Stress management isn’t a vague wellness suggestion here. It has a direct biochemical link to thyroid function. Sleep, physical activity, and whatever genuinely reduces your stress level (not just what looks good on a checklist) all help keep cortisol in a range where thyroid hormone conversion works properly.

Watch for Environmental Thyroid Disruptors

Certain chemicals in the environment can interfere with your thyroid’s ability to absorb iodine. Perchlorate, found in some drinking water and food packaging, is one of the better-studied examples. At high enough doses, it blocks iodine uptake into the thyroid gland, which can reduce hormone production. In fact, perchlorate has been used as a drug to deliberately suppress thyroid function in people with overactive thyroids.

You can reduce your exposure by using a water filter that removes perchlorate, avoiding microwaving food in plastic containers, and choosing fresh foods over heavily processed or packaged ones. Other common thyroid disruptors include certain flame retardants in furniture and electronics, as well as compounds found in nonstick cookware. Minimizing contact with these chemicals won’t guarantee thyroid health, but it removes one controllable risk factor.

Cruciferous Vegetables Are Fine for Most People

Broccoli, kale, cauliflower, and Brussels sprouts contain compounds called goitrogens that can theoretically interfere with thyroid function. This has led to persistent concern about whether eating these vegetables raw is risky. The clinical consensus is straightforward: goitrogen-containing foods are safe for healthy people. Cooking reduces goitrogen content further. If you already have a diagnosed thyroid condition, it’s worth discussing large quantities of raw cruciferous vegetables with your doctor, but for everyone else, eat them freely. The nutritional benefits far outweigh the theoretical risk.

Gluten-Free Diets and Thyroid Autoimmunity

There’s growing interest in whether a gluten-free diet can help people with Hashimoto’s disease, the most common cause of hypothyroidism. The evidence is early but worth knowing about. In women with autoimmune thyroid disease who hadn’t yet started medication, following a gluten-free diet for 12 months reduced thyroid antibody levels by about 24% compared to increases in women eating a regular diet.

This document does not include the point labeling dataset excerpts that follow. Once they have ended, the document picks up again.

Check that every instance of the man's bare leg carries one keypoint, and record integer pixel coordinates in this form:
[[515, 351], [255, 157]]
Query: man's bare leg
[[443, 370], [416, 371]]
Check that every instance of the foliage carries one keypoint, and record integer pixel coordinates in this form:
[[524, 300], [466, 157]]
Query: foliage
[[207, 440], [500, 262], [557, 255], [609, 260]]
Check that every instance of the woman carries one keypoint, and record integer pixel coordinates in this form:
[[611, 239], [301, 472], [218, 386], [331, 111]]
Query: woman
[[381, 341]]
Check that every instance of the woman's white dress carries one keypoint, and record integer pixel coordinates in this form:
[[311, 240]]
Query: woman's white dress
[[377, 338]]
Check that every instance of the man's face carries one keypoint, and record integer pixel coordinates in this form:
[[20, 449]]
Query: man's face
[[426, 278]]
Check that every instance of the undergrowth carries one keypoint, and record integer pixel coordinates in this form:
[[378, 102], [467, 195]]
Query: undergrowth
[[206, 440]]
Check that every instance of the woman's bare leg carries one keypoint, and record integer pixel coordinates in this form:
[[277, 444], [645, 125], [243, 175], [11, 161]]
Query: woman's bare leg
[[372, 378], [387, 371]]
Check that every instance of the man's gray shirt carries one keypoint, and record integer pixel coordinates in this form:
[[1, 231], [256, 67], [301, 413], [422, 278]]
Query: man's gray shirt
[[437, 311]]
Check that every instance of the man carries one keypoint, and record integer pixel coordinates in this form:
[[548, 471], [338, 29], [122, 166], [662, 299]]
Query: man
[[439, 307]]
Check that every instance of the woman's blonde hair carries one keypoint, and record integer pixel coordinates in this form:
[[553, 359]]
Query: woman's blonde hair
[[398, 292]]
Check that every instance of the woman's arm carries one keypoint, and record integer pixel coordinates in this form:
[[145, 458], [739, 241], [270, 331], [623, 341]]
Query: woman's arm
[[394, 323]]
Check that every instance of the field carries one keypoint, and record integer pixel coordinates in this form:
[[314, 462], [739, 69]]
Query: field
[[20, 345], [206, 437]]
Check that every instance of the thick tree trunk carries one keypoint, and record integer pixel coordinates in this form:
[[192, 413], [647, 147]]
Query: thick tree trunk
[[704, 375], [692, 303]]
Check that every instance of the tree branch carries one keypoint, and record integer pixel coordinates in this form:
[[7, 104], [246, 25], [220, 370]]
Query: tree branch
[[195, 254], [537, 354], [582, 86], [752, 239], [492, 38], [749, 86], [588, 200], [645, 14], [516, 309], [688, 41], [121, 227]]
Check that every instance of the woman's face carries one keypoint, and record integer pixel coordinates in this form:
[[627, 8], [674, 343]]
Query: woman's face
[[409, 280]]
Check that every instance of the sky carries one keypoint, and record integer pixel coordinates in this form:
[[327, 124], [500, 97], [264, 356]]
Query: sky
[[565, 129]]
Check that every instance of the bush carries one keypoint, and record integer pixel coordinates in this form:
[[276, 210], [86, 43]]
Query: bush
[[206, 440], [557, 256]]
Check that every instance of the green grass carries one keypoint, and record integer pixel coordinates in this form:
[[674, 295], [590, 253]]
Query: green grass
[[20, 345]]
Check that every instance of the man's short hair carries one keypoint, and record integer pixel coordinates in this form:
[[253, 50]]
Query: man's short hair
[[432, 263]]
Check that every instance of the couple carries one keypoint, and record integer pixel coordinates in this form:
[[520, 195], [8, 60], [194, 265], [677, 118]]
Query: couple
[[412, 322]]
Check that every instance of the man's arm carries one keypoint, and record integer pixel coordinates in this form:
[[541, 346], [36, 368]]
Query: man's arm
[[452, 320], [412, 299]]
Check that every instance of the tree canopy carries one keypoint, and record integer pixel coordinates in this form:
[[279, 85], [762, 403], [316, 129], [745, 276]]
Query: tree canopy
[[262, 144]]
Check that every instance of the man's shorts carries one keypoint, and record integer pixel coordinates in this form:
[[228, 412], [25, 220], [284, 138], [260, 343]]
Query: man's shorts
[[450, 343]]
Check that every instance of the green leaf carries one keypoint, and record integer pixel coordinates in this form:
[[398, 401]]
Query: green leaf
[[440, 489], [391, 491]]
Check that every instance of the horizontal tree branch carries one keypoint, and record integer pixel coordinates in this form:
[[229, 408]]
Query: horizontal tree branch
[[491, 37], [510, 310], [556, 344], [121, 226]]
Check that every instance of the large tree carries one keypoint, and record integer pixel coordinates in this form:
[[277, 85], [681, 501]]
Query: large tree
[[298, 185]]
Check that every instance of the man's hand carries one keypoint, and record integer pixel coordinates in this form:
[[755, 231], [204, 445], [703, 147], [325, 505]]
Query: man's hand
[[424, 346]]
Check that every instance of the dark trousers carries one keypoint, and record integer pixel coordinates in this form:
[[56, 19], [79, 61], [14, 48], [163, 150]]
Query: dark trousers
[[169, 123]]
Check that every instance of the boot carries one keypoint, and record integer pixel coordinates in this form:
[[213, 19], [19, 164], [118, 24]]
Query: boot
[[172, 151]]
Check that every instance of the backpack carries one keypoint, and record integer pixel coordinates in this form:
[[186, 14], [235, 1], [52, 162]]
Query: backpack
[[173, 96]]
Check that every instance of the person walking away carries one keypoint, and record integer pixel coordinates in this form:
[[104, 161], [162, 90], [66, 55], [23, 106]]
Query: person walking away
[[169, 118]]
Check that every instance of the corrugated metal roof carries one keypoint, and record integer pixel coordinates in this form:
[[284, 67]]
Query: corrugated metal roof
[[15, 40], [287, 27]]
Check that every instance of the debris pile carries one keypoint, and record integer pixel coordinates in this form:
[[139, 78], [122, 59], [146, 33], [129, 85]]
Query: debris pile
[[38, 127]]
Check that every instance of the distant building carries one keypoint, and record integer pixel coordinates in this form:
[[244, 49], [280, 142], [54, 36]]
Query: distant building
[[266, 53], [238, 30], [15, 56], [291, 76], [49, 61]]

TSH levels also dropped from 2.4 to 1.4 in the gluten-free group, suggesting improved thyroid function.

However, the American Academy of Family Physicians notes there is currently no evidence that a gluten-free diet reduces the actual symptoms of autoimmune thyroid disease. The antibody and hormone changes are promising in lab values, but people didn’t consistently feel better. If you have Hashimoto’s and are curious, a trial period is reasonable, but it’s not a proven treatment and shouldn’t replace standard care.

Know Your Numbers

TSH (thyroid-stimulating hormone) is the standard screening test for thyroid function. Most labs define the “normal” reference range broadly, using statistical cutoffs from the general population. But a 2023 study looking at cardiovascular risk found that the optimal healthy range for TSH is narrower than the standard reference range, sitting between roughly 1.9 and 2.9 mIU/L. Values within the normal lab range but outside this optimal window were associated with slightly higher cardiovascular risk.

This doesn’t mean you should panic if your TSH is 1.2 or 3.5. But if you’re proactively monitoring your thyroid, it’s useful to know that “normal” on a lab report and “optimal” aren’t always the same thing. Ask for your actual number rather than just accepting “your results are normal.” Tracking your values over time gives you and your doctor a much clearer picture than any single test.